Beide irren – und interessanter Weise mit dem selben Argument. In Wahrheit lautet die Alternative schon längst nicht mehr “Stecker-Raus”. Selbst wenn wir uns verweigern, und kein Mobiltelefon nutzten – was weniger als 2% der Bevölkerung über 14 Jahre tun – die Kabel, über die unsere Person in zahllose Datenbanken sich vernetzt hat, lassen sich nicht einfach “aus der Dose” ziehen. Einwohnermeldestatistik, Toll Collect, Girokonto, Versicherungen, Browser-Cookies etc. etc. lassen sich entweder gar nicht, oder nur unter großen Einschränkgungen umgehen. In weiten Bereichen ist unsere Gesellschaft zwangsdigitalisiert.

Wir dürfen uns nicht vormachen lassen, dass wir so mir-nichts-dir-nichts in eine unvernetzte Gesellschaft zurückkehren können. Um so wichtiger, dass wir nach vorne schauen, dass wir dafür sorgen, diese vernetzte Welt so zu gestalten, dass wir so viel wie möglich Kontrolle darüber behalten.

Neben der Wachsamkeit gegenüber staatlicher Datensammelei ist insbesondere Vorsicht gegenüber transnationalen Konglomeraten von Wirtschaftsunternehmen geboten, die einen Großteil unserer Kommunikationsinfrastrutkur beherrschen. All die großartigen und überaus bequemen Angebote – Social Networks, Location Based Services, Mobile Apps, Search Engines, Smartphones und so weiter – sind eben nur scheinbar kostenlos. Der Preis, den wir dafür zahlen, ist, diesen Unternehmen Einlass ins innerste unseres Lebens zu gewähren.

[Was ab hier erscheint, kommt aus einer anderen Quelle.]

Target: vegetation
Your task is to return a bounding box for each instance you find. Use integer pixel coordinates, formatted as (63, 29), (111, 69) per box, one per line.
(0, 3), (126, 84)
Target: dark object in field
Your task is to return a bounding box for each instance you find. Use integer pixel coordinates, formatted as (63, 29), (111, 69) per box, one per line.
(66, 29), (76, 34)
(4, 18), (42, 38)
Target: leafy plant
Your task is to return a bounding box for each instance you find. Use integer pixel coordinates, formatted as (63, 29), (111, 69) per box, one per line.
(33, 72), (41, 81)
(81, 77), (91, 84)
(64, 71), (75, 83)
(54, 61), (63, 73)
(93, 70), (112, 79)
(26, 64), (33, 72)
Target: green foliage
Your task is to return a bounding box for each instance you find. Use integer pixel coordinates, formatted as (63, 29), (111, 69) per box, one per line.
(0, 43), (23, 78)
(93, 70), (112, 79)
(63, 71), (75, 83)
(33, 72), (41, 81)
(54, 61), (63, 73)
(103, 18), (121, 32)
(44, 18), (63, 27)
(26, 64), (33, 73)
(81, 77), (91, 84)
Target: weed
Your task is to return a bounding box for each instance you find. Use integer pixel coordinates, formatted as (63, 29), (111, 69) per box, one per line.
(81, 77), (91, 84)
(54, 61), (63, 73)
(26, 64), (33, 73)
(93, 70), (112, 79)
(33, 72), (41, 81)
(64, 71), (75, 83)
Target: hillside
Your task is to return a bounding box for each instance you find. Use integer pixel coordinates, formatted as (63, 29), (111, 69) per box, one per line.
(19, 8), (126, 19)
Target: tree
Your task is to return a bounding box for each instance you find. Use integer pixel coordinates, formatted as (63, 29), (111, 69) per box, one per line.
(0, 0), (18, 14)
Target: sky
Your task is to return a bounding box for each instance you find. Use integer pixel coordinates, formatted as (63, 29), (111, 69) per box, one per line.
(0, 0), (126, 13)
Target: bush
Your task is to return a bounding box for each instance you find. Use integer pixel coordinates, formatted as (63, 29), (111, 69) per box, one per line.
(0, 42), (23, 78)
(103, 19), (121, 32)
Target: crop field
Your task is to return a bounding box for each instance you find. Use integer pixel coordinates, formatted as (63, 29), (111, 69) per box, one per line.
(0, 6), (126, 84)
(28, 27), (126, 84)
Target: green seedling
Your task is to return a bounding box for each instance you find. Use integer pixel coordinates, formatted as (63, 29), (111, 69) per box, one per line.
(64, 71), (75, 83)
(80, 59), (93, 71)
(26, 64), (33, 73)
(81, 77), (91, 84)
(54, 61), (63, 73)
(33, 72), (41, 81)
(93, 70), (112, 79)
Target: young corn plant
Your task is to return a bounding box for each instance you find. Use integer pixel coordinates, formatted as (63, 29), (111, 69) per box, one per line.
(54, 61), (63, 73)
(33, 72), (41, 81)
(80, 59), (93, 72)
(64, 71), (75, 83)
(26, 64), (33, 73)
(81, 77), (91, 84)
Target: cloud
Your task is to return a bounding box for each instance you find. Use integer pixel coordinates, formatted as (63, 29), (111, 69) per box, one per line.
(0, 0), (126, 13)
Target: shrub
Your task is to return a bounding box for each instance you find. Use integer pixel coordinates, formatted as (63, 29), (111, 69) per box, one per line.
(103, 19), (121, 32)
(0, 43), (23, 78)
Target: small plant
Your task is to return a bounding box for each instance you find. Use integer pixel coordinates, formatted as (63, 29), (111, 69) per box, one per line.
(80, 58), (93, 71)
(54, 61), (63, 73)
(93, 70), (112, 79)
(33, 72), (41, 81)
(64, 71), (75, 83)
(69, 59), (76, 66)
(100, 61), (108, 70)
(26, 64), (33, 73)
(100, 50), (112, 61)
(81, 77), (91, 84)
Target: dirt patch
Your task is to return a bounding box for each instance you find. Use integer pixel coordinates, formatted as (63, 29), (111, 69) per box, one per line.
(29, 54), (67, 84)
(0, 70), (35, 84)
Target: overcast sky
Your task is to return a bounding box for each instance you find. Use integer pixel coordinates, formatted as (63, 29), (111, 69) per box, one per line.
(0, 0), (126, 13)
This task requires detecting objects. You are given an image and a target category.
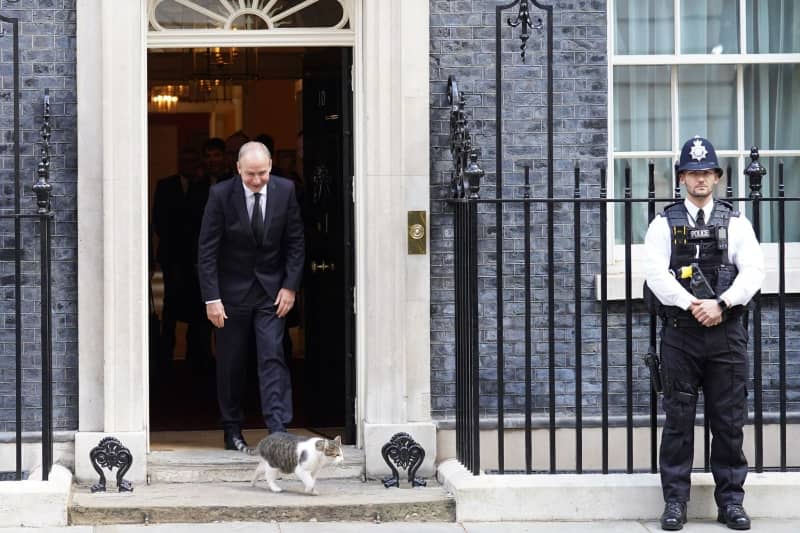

Ich bin überzeugt, dass wir aber nicht jeden Preis zu zahlen brauchen. Ich bin überzeugt, dass wir uns sehr wohl einiges an Kontrolle zurückholen können. “Empört euch!“, sollten wir rufen. Und es ist wohl bald an der Zeit, sich auf den digitalen Tahrir-Plätzen zu versammeln, um unseren Staatsverwaltungen wie auch den Unternehmen klar zu machen: wir wollen den Stecker gar nicht ziehen – aber uns gehört das Netz! Lasst uns endlich die Kontrolle darüber gewinnen!